Title: The Grave Memorial Of A Life Unlived
Pairing: Kirk/McCoy, Spock/Other
Rating: R
Disclaimer: They don't belong to me.
Word Count: 4,124
Summary: Jim's furious. No one but Bones knows why and even he doesn't know how to stop it.
Notes: The
Hard-Earned Rights series. Following from when Jim was in a shuttle accident to
Just About Time in which Jocelyn prods Jim onwards,
The Graceful Waltz where Iowa and Winona Kirk happen and the boys dance and
One, in which Uhura counsels Bones.
Hard-Earned Rights //
Just About Time //
The Graceful Waltz //
One //
The Grave Memorial Of A Life Unlived //
Houses & Heartwarmings //
Guess Who's Coming To Dinner //
Enterprise On My Mind //
Your Fate's Not In The Stars //
A World of Solemn Thought //
Time Can Never Kill The True Heart The punching bag swings heavily and slams against the wall, but Jim’s not done yet. His knuckles feel raw, even within the red gloves, but he’s not finished. He jabs with the right and he slams his left hand against thick leather and padding and takes consolation in the fact that he’s taking this out on an inanimate object and not on some bully in a bar. How far he’s come.
“Captain,” Spock’s logical voice comes blasting over the com. “Captain, Doctor McCoy has requested your presence on the bridge.”
Jim wipes away the sweat from his upper lip with his forearm and doesn’t even bother to look back over his shoulder. The irrational anger that’s flooding him won’t be stopped by any logical thought process in his mind and he lets out an almost inhuman cry of anger as he slams one more punch against the bag, collapsing upon it with his arms wrapped around it.

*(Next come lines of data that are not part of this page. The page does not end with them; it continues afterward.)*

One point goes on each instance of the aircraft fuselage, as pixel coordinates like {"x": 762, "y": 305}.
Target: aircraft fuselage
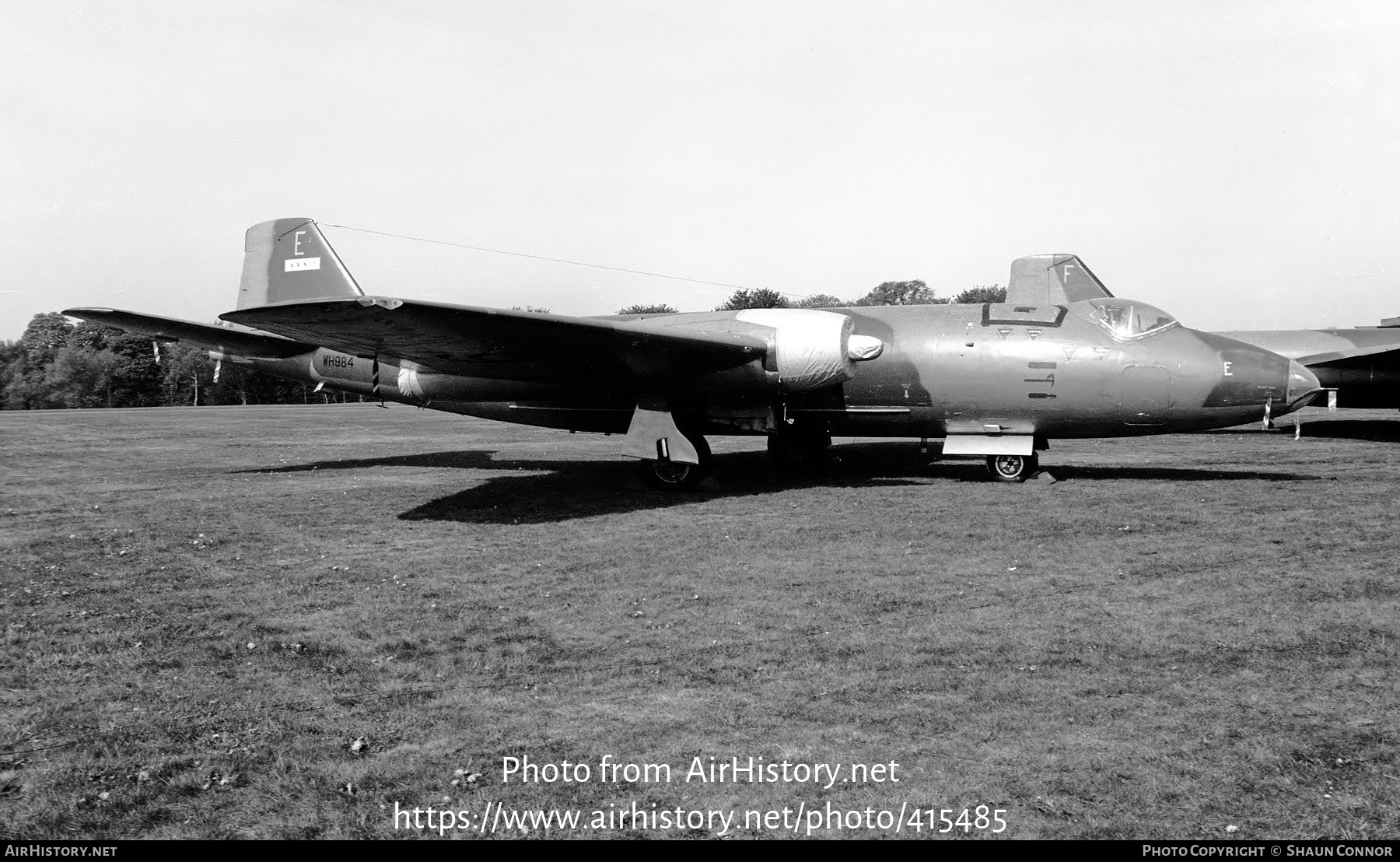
{"x": 945, "y": 370}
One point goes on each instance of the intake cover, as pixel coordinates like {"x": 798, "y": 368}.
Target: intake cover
{"x": 811, "y": 347}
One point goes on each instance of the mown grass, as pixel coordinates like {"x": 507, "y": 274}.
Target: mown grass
{"x": 283, "y": 622}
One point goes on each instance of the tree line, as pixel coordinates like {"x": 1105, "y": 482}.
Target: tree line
{"x": 887, "y": 293}
{"x": 58, "y": 364}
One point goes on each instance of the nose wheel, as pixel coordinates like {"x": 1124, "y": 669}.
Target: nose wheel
{"x": 1011, "y": 468}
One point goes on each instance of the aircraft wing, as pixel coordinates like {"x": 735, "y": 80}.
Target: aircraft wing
{"x": 226, "y": 339}
{"x": 1325, "y": 347}
{"x": 507, "y": 345}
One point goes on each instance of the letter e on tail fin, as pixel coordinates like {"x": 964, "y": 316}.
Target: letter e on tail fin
{"x": 290, "y": 261}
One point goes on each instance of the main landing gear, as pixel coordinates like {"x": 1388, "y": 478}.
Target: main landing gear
{"x": 674, "y": 475}
{"x": 1013, "y": 468}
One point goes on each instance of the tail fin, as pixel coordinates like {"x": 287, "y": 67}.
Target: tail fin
{"x": 286, "y": 261}
{"x": 1052, "y": 280}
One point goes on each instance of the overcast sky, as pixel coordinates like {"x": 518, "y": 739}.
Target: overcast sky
{"x": 1232, "y": 163}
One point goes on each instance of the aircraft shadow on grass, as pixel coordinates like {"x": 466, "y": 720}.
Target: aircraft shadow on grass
{"x": 553, "y": 490}
{"x": 1377, "y": 430}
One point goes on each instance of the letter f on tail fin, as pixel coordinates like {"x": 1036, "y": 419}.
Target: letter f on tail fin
{"x": 289, "y": 261}
{"x": 1052, "y": 280}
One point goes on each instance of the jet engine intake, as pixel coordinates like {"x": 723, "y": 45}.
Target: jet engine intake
{"x": 812, "y": 349}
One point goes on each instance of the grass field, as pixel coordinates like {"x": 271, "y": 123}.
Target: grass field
{"x": 293, "y": 622}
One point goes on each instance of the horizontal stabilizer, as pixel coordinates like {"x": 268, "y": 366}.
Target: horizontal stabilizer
{"x": 226, "y": 339}
{"x": 1052, "y": 280}
{"x": 504, "y": 345}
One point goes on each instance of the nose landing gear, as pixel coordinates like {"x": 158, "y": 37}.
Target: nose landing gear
{"x": 1011, "y": 468}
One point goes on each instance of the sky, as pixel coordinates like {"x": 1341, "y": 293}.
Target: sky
{"x": 1231, "y": 163}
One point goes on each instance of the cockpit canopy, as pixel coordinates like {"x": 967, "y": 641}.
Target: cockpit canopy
{"x": 1129, "y": 320}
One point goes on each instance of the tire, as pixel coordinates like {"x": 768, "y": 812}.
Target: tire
{"x": 1011, "y": 468}
{"x": 677, "y": 476}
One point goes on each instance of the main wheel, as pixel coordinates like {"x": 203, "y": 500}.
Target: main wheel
{"x": 674, "y": 475}
{"x": 1011, "y": 468}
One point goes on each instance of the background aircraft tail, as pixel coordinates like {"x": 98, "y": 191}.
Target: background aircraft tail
{"x": 1052, "y": 280}
{"x": 289, "y": 261}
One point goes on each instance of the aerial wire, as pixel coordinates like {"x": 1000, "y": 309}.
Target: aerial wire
{"x": 616, "y": 269}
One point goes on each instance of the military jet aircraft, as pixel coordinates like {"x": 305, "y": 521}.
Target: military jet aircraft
{"x": 1060, "y": 359}
{"x": 1358, "y": 367}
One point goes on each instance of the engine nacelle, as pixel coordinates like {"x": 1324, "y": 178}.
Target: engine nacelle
{"x": 811, "y": 347}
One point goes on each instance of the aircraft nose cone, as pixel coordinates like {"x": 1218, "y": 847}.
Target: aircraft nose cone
{"x": 1302, "y": 385}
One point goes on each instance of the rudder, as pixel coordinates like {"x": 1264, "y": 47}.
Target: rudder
{"x": 1052, "y": 280}
{"x": 289, "y": 261}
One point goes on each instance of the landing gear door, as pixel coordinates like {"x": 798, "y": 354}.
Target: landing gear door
{"x": 656, "y": 437}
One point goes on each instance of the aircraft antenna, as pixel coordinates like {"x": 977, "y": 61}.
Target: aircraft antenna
{"x": 616, "y": 269}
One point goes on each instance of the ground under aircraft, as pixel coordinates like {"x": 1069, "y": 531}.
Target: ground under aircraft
{"x": 1358, "y": 367}
{"x": 1060, "y": 359}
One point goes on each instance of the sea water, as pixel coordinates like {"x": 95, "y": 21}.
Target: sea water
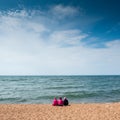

“I’m busy, Spock,” Jim snaps at him through uneven breaths and cuts off the communication before questions can be asked.
Spock’s voice is the very last voice in the universe that he wants to hear at that exact second. Spock, the man who they all knew, who they were all going to know, and in some cases, knew too well. Jim’s breathing is hard and rough and he clasps hold of the bag tight as he can, trying to ignore the doors opening behind him.
“Spock, I don’t want to talk about it,” he growls.
“I’m not him,” comes Bones’ voice.
Jim steadies his gaze forward and he knows that what happened isn’t Bones’ fault at all. In fact, there’s no blame that should go on his head and yet, Jim’s irritated on his behalf. They’d been making such a good go of things and had been so close to making it work. Their first date had been four days earlier and the night had ended pleasantly on the buzz of coffee and spirits. They had tumbled together into bed with McCoy’s hands under Jim’s shirt and loosening the buckle of his trousers and…
And, well, if Jim thinks about that, his annoyance and his anger dissipate and he wants them to last.
Slowly, Jim begins the ritual of pulling off each glove and watches the ribbons unwind, the leather of the gloves creaking as he tugs them to the ground and turns to watch Bones, taking a moment when he knows Bones is watching to spit on the floor. It’s as much disrespect for the situation as he’s able to muster and a part of him wants to pick this fight with Bones, even if it isn’t his fault.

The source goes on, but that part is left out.